Now, it appears that Trenton is also looking to plan for future development near its transportation hubs. Not only is the capital city home to the Trenton Transit Center, which features Amtrak trains with service throughout the East Coast, New Jersey Transit’s Northeast Corridor Line to Newark and New York, SEPTA’s Trenton Line to Center City Philadelphia, and the River Line light rail to Burlington County and Camden, but the latter route also has two additional stops within city limits at Hamilton Avenue and Cass Street.

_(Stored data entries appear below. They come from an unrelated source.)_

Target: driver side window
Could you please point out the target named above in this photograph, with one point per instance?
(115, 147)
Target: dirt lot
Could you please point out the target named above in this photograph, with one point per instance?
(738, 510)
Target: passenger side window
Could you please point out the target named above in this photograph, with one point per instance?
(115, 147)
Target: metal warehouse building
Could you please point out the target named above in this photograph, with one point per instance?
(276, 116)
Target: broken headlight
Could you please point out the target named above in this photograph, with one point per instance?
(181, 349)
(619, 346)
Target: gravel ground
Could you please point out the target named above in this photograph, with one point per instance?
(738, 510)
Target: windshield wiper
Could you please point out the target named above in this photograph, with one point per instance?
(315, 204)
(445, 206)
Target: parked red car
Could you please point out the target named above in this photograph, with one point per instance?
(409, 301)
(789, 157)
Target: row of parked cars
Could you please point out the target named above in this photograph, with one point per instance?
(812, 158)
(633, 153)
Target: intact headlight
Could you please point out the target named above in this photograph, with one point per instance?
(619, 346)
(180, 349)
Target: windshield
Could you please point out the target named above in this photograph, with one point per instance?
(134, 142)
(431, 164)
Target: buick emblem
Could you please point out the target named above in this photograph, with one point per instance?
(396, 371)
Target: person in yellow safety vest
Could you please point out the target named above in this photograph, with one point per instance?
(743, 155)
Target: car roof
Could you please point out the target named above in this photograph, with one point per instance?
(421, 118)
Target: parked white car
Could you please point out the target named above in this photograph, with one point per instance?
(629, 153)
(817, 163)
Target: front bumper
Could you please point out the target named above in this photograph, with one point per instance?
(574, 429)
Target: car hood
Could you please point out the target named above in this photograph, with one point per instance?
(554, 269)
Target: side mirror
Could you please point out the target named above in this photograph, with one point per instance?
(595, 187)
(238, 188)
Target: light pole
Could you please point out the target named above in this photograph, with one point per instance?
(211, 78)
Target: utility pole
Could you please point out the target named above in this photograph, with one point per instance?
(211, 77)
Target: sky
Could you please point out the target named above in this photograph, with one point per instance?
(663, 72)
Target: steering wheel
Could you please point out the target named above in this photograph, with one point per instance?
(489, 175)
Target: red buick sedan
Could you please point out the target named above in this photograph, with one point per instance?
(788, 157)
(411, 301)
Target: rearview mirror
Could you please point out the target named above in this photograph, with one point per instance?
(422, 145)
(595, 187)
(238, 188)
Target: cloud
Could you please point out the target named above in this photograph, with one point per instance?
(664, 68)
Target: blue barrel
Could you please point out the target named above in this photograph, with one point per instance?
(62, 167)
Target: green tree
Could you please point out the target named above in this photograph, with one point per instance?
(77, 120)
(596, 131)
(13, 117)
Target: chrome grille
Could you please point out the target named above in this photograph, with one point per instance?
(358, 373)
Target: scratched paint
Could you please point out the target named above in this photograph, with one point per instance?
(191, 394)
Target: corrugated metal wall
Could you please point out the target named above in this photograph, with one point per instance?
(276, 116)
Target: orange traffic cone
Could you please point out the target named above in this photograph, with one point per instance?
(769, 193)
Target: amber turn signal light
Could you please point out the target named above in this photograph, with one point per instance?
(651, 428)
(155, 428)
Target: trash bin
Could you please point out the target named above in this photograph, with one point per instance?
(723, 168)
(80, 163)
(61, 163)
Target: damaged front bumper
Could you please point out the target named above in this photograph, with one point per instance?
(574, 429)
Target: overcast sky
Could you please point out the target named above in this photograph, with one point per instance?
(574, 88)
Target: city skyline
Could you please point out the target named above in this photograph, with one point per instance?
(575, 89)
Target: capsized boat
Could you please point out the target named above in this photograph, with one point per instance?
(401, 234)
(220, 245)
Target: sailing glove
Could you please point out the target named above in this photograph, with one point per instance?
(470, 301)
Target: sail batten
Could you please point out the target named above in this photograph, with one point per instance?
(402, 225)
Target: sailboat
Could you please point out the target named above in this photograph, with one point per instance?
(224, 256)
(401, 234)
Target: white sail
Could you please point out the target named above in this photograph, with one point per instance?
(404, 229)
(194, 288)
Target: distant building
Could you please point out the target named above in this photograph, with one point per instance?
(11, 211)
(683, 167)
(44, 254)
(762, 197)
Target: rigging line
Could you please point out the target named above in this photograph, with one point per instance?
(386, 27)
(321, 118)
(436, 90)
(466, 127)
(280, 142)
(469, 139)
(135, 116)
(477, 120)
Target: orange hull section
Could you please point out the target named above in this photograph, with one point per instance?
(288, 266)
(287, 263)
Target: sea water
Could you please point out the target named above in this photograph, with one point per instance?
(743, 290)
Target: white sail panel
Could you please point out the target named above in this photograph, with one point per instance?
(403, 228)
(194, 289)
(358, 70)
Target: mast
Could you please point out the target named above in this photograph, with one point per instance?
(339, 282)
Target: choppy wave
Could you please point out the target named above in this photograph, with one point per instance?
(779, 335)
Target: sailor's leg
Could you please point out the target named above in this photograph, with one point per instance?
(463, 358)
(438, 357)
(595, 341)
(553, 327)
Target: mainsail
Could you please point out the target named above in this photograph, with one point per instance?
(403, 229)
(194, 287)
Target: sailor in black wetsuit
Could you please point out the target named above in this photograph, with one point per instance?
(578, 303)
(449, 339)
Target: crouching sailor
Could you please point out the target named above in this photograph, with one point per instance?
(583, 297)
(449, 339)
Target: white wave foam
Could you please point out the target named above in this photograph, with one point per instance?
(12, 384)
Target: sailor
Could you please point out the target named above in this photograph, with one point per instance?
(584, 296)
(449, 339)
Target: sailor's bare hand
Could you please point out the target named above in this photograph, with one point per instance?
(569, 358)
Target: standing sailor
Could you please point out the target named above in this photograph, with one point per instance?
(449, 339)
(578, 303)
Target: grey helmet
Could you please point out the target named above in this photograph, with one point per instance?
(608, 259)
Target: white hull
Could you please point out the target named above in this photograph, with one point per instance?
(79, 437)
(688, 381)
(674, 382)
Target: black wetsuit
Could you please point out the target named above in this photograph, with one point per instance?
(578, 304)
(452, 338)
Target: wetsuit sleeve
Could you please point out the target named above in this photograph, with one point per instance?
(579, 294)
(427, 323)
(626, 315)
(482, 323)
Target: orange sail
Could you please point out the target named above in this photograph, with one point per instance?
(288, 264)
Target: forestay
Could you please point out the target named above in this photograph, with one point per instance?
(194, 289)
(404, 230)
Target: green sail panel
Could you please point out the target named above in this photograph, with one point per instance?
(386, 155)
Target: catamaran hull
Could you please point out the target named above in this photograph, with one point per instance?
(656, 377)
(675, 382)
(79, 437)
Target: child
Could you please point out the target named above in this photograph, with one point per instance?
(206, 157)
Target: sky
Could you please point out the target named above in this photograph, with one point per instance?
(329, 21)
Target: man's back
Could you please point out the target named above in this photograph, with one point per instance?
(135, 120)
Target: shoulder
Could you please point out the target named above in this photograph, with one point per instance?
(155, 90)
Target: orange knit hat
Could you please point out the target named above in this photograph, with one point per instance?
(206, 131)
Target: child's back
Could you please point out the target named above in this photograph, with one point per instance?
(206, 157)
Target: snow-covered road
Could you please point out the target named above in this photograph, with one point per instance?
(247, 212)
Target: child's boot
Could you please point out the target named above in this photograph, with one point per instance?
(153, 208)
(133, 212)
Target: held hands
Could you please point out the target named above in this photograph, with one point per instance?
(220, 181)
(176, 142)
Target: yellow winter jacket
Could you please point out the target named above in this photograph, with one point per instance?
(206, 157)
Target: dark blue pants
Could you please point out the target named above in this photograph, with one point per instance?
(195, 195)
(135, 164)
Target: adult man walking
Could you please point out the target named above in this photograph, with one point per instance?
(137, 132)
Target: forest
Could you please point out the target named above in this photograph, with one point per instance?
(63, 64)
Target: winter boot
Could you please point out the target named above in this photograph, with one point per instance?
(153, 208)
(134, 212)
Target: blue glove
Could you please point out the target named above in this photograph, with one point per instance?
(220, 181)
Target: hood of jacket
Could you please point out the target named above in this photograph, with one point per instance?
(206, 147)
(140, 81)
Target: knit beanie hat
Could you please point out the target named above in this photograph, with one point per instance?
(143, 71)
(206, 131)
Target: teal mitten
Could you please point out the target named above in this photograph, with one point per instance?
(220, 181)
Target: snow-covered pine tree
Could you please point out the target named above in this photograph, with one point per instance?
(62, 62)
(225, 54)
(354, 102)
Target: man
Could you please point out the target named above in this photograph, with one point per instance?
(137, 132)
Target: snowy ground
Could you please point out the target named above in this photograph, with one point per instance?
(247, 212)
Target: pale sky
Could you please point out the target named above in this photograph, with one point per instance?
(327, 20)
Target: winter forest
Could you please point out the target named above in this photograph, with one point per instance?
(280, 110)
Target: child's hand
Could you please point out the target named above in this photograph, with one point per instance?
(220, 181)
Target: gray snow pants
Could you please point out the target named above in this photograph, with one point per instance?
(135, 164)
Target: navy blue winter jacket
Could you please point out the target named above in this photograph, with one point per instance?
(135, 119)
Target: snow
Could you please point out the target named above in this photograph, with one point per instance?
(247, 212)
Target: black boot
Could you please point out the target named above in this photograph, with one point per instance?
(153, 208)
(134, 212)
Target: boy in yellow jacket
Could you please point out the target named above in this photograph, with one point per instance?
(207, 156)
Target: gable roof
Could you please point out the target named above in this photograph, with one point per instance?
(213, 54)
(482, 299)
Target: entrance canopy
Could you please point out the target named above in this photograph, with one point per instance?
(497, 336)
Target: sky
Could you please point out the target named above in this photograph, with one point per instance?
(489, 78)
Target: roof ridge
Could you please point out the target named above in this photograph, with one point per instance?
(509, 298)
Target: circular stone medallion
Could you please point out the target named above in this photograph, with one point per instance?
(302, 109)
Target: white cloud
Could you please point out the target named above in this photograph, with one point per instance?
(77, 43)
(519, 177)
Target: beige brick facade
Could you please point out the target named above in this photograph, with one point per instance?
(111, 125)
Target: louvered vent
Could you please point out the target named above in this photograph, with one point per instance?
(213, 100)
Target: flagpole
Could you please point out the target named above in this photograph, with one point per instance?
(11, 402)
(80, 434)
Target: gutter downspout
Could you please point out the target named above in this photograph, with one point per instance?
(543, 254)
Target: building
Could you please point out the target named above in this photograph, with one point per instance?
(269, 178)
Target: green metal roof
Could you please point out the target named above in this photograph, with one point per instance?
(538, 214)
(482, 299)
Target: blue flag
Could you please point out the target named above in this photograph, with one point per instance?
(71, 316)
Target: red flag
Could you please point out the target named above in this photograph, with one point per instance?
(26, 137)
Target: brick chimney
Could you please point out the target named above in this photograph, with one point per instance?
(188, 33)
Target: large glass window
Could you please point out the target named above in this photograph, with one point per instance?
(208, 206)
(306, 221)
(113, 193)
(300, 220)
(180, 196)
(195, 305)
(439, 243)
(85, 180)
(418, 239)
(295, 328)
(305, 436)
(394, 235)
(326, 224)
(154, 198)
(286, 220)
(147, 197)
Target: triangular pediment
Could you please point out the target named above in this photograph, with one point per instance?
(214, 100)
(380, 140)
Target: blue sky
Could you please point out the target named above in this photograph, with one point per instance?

Already, Trenton is beginning to see some residential projects and proposals near these stations. The most visible of these is the Roebling Lofts project near the Hamilton Avenue Station, which involved the adaptive reuse of a former wire rope manufacturing building. It is the first stage of a new community known as Roebling Center that will be developed using existing and upcoming buildings just east of the River Line tracks.
In order to prepare for the possibility of additional construction, resident input is being sought as the City of Trenton creates a Strategic Development Plan for the neighborhoods surrounding each of these stations. According to the City, a public open house will be held as part of the Trenton250 master plan this Wednesday, November 15th between 4:30pm at 7:00pm in the atrium of City Hall, located at 319 East State Street. Feedback from Trentonians is being sought for this initiative, which is a partnership between the City’s Department of Housing and Economic Development’s Planning Division, the Downtown Trenton-based New Jersey Future smart growth organization, and the Local Planning Services office from the New Jersey Department of Community Affairs, according to an event flyer.
The City’s website states that Trenton250 is aiming to set goals for the municipality by the time of its 250th anniversary in 25 years. A new website for this master plan was recently launched to provide more information about the possible future of Trenton. Some of the outlined proposals that exist already include increasing market-rate housing in Downtown Trenton, developing a ‘live-work community’ with affordable housing in the Old Trenton neighborhood, redesigning and possibly renaming Broad and Warren Streets, and creating a long-term plan regarding municipal library branches that were shut down nearly a decade ago.